The user of every device connected to the campus network or that stores or transmits institutional information and research data is responsible for adherence to security control standards.

IT administrators either in UMass Dartmouth CITS or in specific colleges or units may do the actual installation and configuration work, but it remains the responsibility of the user of that device to have those controls installed, configured and up to date (even if that simply means that when prompted to keep a computer on for its update, the user will comply with the prompt). 

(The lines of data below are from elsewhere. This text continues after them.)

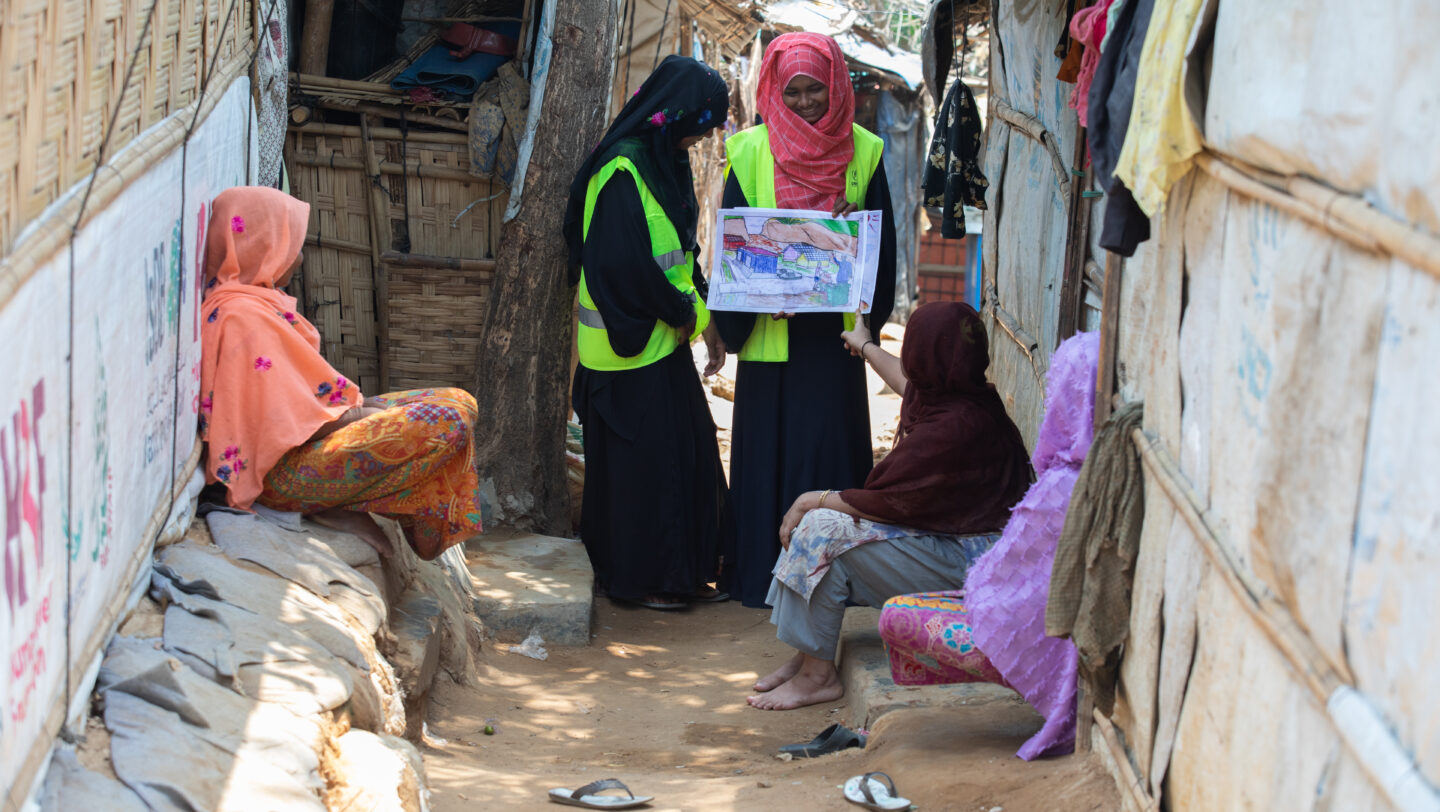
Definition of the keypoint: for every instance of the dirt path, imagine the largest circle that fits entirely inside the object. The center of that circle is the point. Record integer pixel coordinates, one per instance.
(658, 701)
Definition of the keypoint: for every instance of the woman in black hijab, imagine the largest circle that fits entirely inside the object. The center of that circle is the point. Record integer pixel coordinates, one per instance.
(655, 517)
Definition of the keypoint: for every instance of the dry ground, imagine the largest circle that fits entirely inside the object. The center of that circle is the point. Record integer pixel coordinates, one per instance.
(658, 701)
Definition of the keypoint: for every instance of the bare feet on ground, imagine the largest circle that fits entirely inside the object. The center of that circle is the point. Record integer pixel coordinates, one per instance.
(781, 675)
(359, 524)
(817, 681)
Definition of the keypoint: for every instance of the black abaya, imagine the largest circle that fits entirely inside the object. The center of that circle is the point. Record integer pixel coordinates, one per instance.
(799, 425)
(655, 517)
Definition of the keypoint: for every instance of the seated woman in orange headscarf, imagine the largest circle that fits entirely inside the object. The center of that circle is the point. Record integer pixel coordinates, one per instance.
(290, 432)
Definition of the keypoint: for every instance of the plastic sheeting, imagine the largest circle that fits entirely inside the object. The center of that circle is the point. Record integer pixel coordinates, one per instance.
(88, 472)
(1360, 113)
(1026, 220)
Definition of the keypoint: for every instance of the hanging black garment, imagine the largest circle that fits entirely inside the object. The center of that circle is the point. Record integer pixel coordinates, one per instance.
(1112, 95)
(952, 176)
(799, 425)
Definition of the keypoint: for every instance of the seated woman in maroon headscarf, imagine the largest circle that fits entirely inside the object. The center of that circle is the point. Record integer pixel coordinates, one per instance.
(925, 514)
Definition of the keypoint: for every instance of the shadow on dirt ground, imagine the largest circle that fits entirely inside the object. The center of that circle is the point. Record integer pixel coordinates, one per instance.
(658, 701)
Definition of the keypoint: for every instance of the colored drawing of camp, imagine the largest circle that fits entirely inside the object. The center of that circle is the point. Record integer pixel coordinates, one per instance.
(794, 261)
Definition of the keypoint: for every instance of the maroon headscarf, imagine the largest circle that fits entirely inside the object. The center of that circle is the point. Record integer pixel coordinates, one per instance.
(958, 464)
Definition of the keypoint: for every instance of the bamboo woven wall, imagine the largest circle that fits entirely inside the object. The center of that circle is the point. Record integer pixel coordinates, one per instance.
(428, 308)
(64, 66)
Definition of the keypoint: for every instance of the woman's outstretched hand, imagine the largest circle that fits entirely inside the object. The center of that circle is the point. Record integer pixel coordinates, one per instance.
(857, 339)
(805, 503)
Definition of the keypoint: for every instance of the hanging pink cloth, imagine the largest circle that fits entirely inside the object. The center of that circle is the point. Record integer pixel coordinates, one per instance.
(1007, 589)
(1087, 26)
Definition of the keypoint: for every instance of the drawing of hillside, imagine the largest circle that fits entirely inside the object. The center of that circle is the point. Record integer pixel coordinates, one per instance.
(786, 264)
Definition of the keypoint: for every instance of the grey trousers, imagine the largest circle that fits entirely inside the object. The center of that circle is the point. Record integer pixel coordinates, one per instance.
(870, 575)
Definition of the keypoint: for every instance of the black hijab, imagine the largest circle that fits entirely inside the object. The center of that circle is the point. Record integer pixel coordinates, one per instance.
(681, 98)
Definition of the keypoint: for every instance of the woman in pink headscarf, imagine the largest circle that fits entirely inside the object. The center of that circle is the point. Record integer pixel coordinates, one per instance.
(801, 413)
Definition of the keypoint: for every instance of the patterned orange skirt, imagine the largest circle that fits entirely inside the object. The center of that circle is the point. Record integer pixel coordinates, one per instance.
(414, 462)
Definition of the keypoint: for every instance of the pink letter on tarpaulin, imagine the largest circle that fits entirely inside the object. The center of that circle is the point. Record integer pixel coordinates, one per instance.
(23, 503)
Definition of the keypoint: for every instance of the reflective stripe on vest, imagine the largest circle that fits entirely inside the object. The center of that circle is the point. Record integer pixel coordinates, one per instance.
(592, 339)
(748, 154)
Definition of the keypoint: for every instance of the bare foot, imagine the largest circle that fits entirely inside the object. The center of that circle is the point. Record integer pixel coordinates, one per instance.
(359, 524)
(781, 675)
(817, 681)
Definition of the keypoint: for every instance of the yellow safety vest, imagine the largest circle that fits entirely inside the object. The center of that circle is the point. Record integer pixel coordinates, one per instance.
(748, 154)
(664, 244)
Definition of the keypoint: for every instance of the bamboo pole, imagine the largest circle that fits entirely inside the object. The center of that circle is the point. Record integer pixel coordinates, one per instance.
(1026, 341)
(396, 111)
(379, 223)
(1344, 215)
(337, 244)
(388, 133)
(438, 262)
(1121, 766)
(1109, 339)
(1031, 125)
(392, 167)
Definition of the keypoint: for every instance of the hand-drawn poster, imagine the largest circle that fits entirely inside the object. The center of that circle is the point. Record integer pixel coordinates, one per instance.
(794, 261)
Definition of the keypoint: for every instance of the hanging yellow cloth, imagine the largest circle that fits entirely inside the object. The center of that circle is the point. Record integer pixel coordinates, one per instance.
(1162, 138)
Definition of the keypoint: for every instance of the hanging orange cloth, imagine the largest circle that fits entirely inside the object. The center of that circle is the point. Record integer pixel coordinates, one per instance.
(265, 386)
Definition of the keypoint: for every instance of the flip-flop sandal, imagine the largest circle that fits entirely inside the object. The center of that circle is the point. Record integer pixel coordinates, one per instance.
(661, 605)
(713, 596)
(830, 740)
(871, 794)
(589, 796)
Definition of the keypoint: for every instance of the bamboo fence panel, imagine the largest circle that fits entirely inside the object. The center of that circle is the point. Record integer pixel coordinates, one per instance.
(441, 231)
(62, 68)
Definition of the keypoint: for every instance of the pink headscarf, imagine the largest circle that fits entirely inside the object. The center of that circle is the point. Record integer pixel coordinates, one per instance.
(810, 160)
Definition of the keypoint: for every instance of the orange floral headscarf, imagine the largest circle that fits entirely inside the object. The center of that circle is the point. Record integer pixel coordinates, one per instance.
(265, 388)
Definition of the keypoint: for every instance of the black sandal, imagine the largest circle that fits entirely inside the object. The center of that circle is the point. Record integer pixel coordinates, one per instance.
(831, 740)
(589, 796)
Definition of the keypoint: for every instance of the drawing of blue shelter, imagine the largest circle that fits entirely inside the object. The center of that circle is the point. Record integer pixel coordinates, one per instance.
(759, 255)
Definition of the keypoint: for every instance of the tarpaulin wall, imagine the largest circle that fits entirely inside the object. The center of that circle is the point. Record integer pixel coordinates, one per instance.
(1283, 334)
(1028, 127)
(98, 402)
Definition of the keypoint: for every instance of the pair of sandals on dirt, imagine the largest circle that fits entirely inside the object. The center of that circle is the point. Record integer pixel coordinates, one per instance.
(867, 791)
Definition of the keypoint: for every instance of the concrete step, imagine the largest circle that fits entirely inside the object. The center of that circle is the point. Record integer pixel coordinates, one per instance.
(870, 693)
(532, 583)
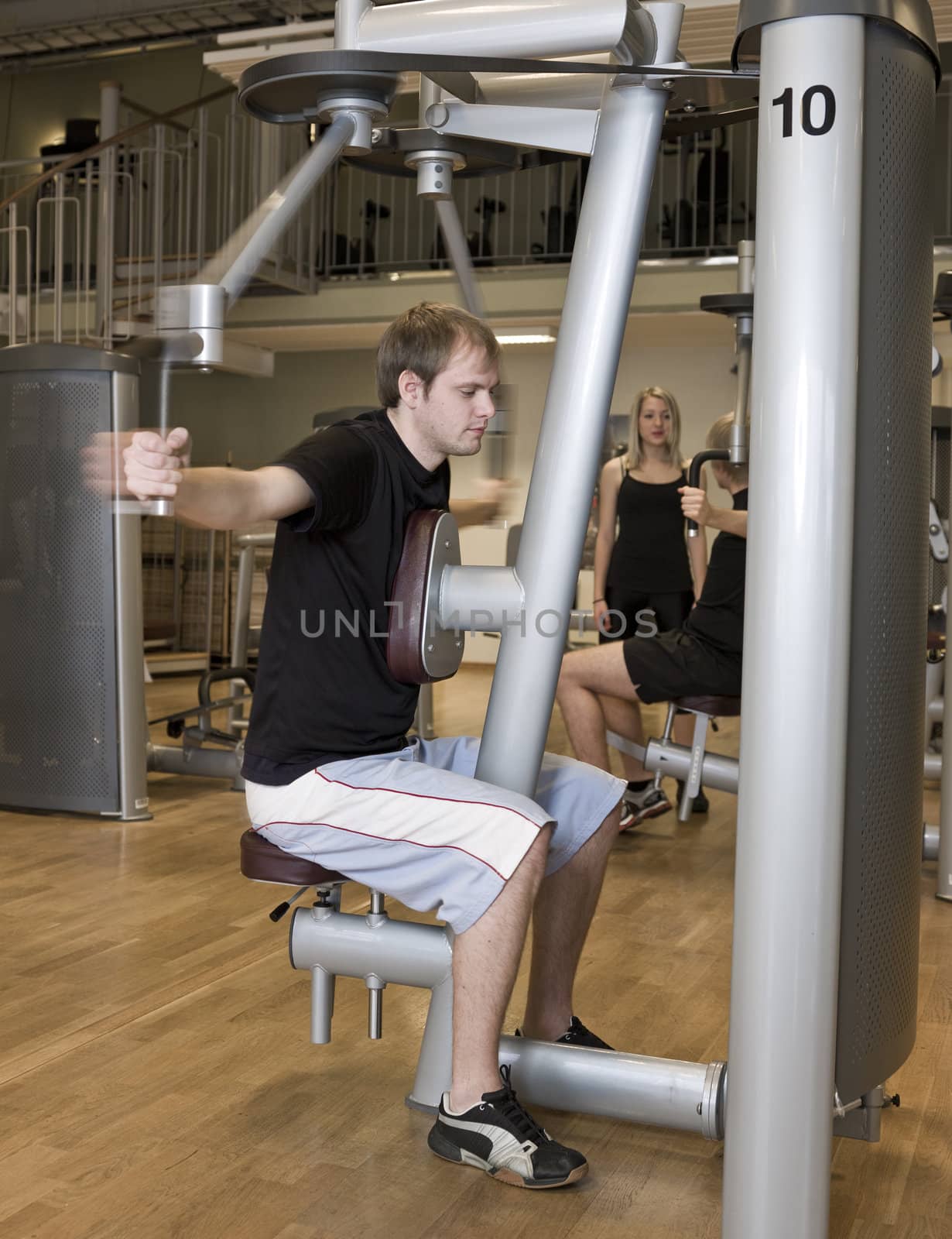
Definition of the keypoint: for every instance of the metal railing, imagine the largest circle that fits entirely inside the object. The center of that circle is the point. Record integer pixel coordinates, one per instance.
(166, 195)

Faculty, staff or researchers who do not have or accept IT administration support are still subject to these rules and assume all responsibility for maintaining up to date controls on their devices that store or transmit institutional information and research data.  This rule applies to whether it is an institutionally owned device or personal, and whether it is on the campus network while physically on the campus or from a remote location.

A. Technology Standards

All information technology resources, regardless of ownership, that contain institutional information or research data must have the following foundational information security controls in place and functioning.

Additional controls may be required based on the categorization of the information or data, the nature of the information technology resource, the applicable regulatory or contractual requirements, or other risk management calculations.

The five foundational information security controls identified at the time of this policy’s publication are referenced below. For additional information, or to see a complete, updated list of foundational information security controls, see Information Security Controls.

  1. Patch Management
    Security patches must be installed, operational and regularly updated on all information technology resources.
  2. Anti-Malware
    Anti-malware solutions must be installed, operational and regularly updated for applicable information technology resources.
  3. Firewall
    Software to block incoming connections, unless explicitly allowed, must be installed and configured on applicable information technology resources.
  4. Encryption
    All institutional information and research data stored on end-user devices must be encrypted.
  5. Secure Disposal
    All information technology resources that contain institutional information or research data must be disposed of in an authorized manner.

B. User Account Standards

The campus owns all accounts, including UMassD Logon. It creates and provisions these accounts to users for the purposes of accessing university resources. All users have a responsibility to protect the university accounts under their care. Protection of these accounts may vary according to the risk that they present. Accounts with enhanced privileges may have additional requirements. For additional information including account standards, and password complexity rules, see UMassD Logon Standards and the UMassD Logon Eligibility Policy.

At a minimum, all accounts must adhere to the following:

  1. Credential Sharing
    Credentials for individual accounts must not be shared.
  2. Password Complexity
    UMass Dartmouth CITS sets password complexity requirements for your UMassD Logon.  It is against policy for a user to subvert those requirements. Other password protected accounts must establish passwords with equivalent or greater complexity as the UMassD Logon requirements.

VI. Terms and Definitions

Assets: Information technology resources, such as hardware and software and also including institutional information, research data, and intellectual property.

Availability: Ensuring timely and reliable access to and use of information. A loss of availability is the disruption of access to or use of information or an information system.

Confidentiality: Preserving authorized restrictions on information access and disclosure, including means for protecting personal privacy and proprietary information. A loss of confidentiality is the unauthorized disclosure of information.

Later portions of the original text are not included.